Locquénolé, 1er juin.

 

Un drame terrible, qui a causé une émotion profonde à Morlaix et dans la région, s'est déroulé, hier soir, vers onze heures, dans la rade de Morlaix, entre le Dourduff et Locquénolé.

 

Voici les faits : 

M. Guillou, 52 ans, directeur d'école à Locquénolé, était allé hier après-midi à Plouézoch, n compagnie de l'une de ses filles, Mlle Marie-Antoinette, 20 ans, et ses deux instituteurs adjoints, MM. Jean Le Du, 20 ans, et Lharridon, 18 ans.

 

Au retour, vers dix heures du soir, ils arrivèrent au Dourduff et montèrent dans une embarcation pour rejoindre Locquénolé.

La nuit était très épaisse et la mer descendait.

Mais M. Guillou, qui connaissait admirablement tous ces parages, ne recula pas devant ces difficultés, et les voyageurs firent force rames pour arriver à l'autre bord.

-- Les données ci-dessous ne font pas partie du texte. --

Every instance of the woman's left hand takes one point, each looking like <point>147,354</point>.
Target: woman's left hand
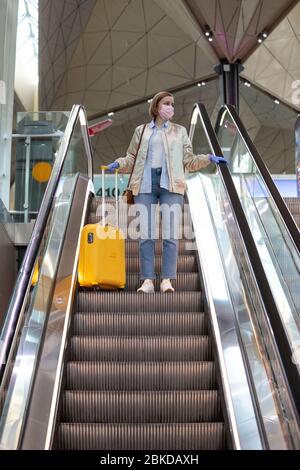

Comme la mer, en cette partie de la rade, se retire très vite, l'embarcation s'arrêta bientôt :

Elle venait de toucher la vase.

Ils se crurent arrivés en face de Saint-Julien, près de Locquénolé.

Mais hélas ! ils furent bientôt détrompés.

C'était sur la rive opposée qu'ils se trouvaient.

La barque s'était échouée au bord du chenal faisant face à la propriété de M. Cloarec, député.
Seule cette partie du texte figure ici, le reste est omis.